Your business needs to consider three important financial statements: a profit and loss statement, balance sheet, and cashflow statement. Here is how to read your balance sheet to understand how your business is performing.

The balance sheet offers a behind-the-scenes look at a company’s performance during a specific period of time. Prepared by the company’s controller or business accountant, it breaks out the details behind a fundamental business equation: assets – liabilities = owners’ equity. 

By examining the balance sheet, you can gauge a company’s liquidity and working capital position. You can also compare different periods of time to identify trends and assess performance.

How To Read Your Balance Sheet

At the top or the left of your balance sheet, you will find assets, which are resources owned by the company. Assets include cash in your register, deposits in your business checking accounts, buildings, equipment, and inventory. 

Some assets are classified as fixed, meaning they aren’t easy to buy and sell fast and that they lose value over time. Fixed assets, such as buildings, vehicles, and equipment, are therefore depreciated over time by your accountant to reflect their aging and decline in long-term value. 

Liquid assets are generally financial instruments that you can liquidate or acquire quickly, like cash on hand or money in investment accounts. 

Other assets are considered prepaid expenses, which include such things as insurance and property taxes. They are classified as assets until the expense is charged.

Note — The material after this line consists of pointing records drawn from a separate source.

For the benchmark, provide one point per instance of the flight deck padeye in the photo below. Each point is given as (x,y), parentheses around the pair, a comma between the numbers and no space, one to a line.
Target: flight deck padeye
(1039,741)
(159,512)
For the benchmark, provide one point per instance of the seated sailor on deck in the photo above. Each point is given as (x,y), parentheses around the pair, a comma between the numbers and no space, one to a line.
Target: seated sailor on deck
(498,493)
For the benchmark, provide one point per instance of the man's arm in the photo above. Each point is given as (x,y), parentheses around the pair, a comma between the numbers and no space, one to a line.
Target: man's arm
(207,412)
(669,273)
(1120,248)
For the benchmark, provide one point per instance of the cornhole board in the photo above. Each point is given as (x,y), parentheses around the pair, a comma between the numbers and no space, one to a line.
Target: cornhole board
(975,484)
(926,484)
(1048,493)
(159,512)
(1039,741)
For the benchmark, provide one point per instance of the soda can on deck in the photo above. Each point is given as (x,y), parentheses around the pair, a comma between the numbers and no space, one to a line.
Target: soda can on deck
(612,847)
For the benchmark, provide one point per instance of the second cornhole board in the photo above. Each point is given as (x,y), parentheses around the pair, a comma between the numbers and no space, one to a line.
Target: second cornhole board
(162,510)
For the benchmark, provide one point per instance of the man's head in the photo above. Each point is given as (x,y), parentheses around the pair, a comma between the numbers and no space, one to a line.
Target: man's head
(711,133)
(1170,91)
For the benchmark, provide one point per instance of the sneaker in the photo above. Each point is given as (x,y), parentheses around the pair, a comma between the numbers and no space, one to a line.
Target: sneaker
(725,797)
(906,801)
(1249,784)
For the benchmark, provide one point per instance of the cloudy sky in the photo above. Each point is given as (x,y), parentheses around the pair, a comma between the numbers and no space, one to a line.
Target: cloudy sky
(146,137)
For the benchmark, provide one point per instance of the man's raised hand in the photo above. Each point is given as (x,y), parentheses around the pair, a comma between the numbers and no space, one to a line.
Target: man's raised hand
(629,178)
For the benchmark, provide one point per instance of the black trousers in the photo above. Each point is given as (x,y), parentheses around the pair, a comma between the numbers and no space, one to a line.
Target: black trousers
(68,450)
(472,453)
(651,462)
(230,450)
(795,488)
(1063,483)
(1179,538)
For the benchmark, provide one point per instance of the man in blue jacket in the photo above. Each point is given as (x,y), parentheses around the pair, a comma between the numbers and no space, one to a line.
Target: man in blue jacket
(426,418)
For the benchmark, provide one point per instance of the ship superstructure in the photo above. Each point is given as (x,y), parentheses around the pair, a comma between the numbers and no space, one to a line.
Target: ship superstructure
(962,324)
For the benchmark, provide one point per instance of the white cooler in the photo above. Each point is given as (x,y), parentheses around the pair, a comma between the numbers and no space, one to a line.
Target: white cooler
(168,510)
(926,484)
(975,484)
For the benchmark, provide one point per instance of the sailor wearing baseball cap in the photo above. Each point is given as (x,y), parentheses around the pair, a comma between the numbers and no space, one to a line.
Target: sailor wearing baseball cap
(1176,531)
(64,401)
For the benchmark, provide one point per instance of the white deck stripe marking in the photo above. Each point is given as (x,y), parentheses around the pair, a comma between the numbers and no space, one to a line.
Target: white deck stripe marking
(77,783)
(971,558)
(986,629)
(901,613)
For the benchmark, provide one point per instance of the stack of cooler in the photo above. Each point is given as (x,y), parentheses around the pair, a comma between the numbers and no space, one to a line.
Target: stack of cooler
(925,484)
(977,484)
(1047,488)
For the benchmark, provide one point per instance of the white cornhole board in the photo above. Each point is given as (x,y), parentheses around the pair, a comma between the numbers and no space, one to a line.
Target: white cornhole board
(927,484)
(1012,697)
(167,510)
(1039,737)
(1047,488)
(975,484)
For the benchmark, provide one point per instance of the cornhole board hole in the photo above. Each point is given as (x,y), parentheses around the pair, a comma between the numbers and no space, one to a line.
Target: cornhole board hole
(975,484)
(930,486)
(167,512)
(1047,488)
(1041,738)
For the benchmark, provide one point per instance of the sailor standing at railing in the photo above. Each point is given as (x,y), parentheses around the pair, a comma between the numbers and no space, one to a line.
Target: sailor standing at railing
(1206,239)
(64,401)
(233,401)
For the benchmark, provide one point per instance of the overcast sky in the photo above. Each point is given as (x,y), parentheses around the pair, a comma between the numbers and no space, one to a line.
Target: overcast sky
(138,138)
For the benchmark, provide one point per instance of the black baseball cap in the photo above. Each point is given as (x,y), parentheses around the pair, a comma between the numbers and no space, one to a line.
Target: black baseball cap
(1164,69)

The last category is money your customers owe you for work done, but that you have not yet collected from your customers, classified as accounts receivable. You want to keep an eye on these. If your customers don’t pay on time, these move over to the other side of the balance sheet and become liabilities. 

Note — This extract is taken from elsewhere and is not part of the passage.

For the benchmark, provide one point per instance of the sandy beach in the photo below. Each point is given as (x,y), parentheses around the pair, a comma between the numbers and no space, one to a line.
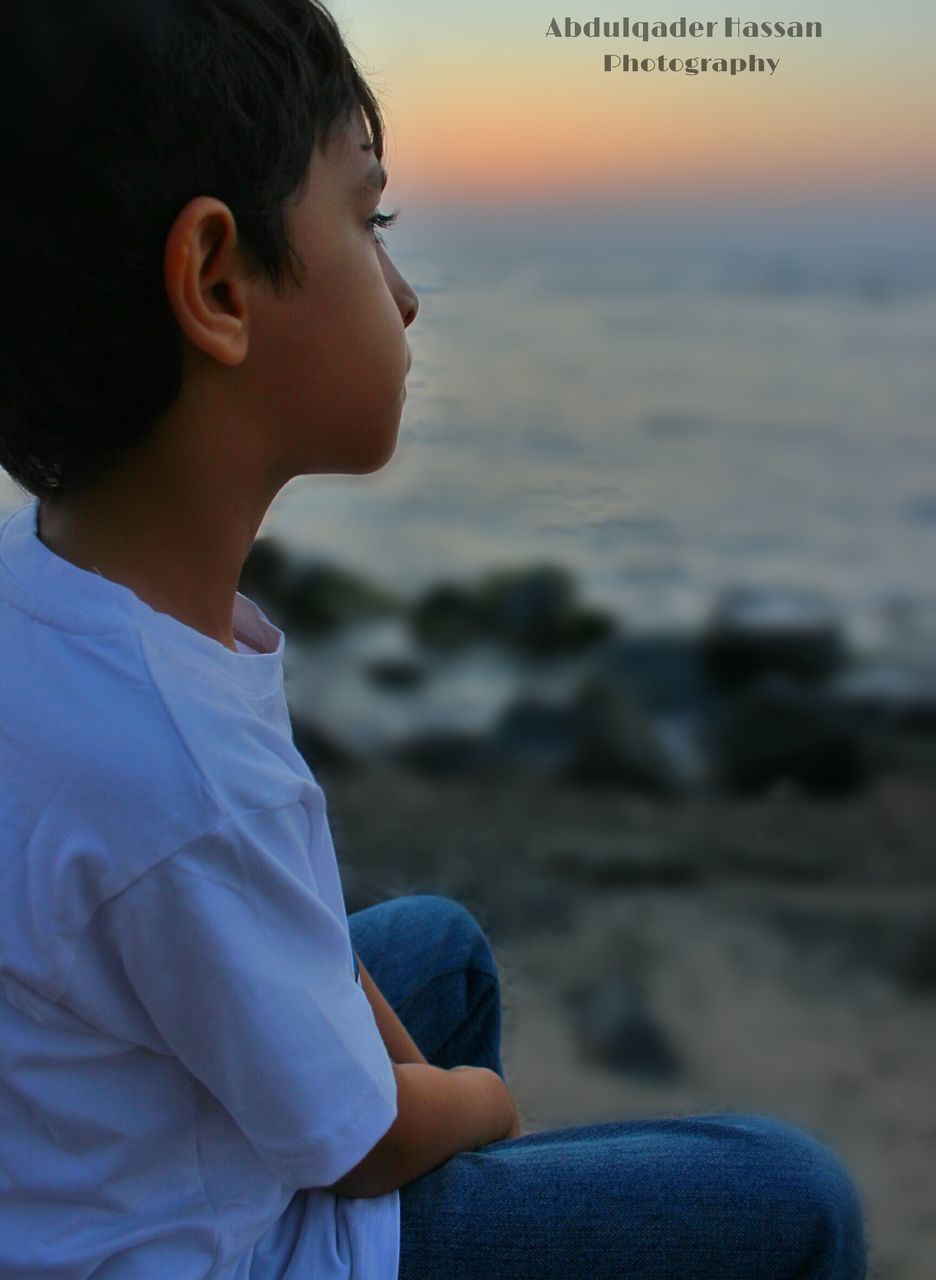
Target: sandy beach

Total assets are added up at the bottom of this section of your balance sheet.

On the other side of the balance sheet are liabilities, which includes anything the company owes. Current liabilities are due within twelve months. Payroll, bills from vendors, lease payments, and credit card payments, loans from private lenders,  past due accounts receivables, and interest are recorded before long-term liabilities. These add up total liabilities.

Owner’s equity is the difference between assets and liabilities. How this difference is reported depends on how the business entity is legally organized. They could be listed as funds invested by the owner or as capital. If you have taken money out of the company or used a company credit card for personal reasons, you might classify the amount as an owner’s draw, which reduces capital. 

And finally at the bottom of the balance sheet, you will find total liabilities and owner’s equity or capital.  Together, this amount should should equal or balance out against total assets. That is how the balance sheet gets its name.

Investors, creditors, and analysts use the balance sheet to assess your company’s financial health. Ratios derived from the balance sheet help assess the company’s ability to cover short-term obligations with short-term assets, which is important before investors or lenders enter into a financial relationship with your company.